What we can learn for the future

The question, then, is less about what the CDC got right or wrong, but a more nuanced set of questions around what we prioritize when we are trying to limit harm in the population.

“Any vaccine rollout must balance several competing goals, including minimizing mortality and infections, ensuring equity across demographic groups, and maintaining health care capacity,” the study authors wrote.

They also noted that there was a tension between these competing needs.

For instance, “the most equitable allocation across age groups in terms of mortality performed poorly in all other objectives [while] the allocation that minimized overall mortality led to a more even distribution of deaths among all age groups,” they wrote.

“That’s important to think about,” said Phil Smith, PhD, MS, a public health expert and an assistant professor of kinesiology, nutrition, and health at Miami University in Ohio.

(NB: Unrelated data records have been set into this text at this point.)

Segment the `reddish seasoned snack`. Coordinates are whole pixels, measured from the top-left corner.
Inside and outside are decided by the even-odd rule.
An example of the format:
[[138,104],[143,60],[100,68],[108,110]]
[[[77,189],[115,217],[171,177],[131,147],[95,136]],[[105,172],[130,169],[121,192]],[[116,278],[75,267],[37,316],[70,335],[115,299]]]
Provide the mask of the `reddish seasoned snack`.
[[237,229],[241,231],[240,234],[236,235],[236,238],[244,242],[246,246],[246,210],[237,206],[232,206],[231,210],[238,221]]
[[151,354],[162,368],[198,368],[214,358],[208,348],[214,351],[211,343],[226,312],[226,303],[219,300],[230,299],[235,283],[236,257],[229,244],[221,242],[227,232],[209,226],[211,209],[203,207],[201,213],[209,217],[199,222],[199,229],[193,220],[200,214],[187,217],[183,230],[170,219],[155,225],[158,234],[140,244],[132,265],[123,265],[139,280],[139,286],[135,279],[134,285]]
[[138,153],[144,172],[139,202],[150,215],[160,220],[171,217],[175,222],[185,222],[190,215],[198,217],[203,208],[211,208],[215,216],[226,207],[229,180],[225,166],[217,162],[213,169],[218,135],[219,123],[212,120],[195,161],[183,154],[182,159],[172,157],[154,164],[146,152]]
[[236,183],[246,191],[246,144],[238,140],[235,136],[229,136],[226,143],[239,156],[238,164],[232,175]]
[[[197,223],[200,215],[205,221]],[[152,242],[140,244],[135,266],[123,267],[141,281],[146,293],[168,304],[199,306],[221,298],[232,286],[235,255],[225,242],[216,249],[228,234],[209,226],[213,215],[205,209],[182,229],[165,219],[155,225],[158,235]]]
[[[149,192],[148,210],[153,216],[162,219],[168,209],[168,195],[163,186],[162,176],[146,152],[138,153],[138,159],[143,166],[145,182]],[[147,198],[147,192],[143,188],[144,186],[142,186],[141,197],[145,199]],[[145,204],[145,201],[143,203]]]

“Is the goal reducing deaths? Reducing transmission? Achieving herd immunity as quickly as possible? Years of life lost? Is the goal equity across age groups or other population groups? Those are very challenging questions to navigate,” he said.

“It is also challenging to determine how many vaccines to allocate across states, which may have their own challenges around distribution,” Smith told Healthline.

“Navigating our healthcare payment and reimbursement structure is challenging because it is incredibly complex, but most of that complicated work happens behind the scenes,” he added.

That complex and overstressed healthcare system might be one of our biggest hurdles to “optimizing” our approaches to the next pandemic, including vaccine rollout.

“For many of us in public health, we knew of the gaps, the health disparities, the health inequalities, and the health inequities,” said Kenneth L. Campbell, MPH, the program director of Tulane University’s online Master of Health Administration and an assistant professor in the Tulane School of Public Health and Tropical Medicine in New Orleans.

“We knew this. But what we didn’t know was how big that gap would be,” he said. “We didn’t know how those deficiencies would paralyze our ability to reach millions of Americans.”

For instance, despite the vaccines being free, uninsured people are vaccinated at nearly half the rate of insured people, research shows.

To produce more optimal outcomes, we need to have more robust structures for supporting our citizens at all times.

“Healthcare, education, and child care should not be an ask. It should be an absolute right for anyone in this country,” Campbell told Healthline. “Not having these things leaves families exposed economically, especially minority communities who are at a social disadvantage already.”

“You have to build systems,” he added. “As a former Marine, we don’t wait for tragedy to happen. We’re already training for that tragedy. That’s what our country has to be ready to do.”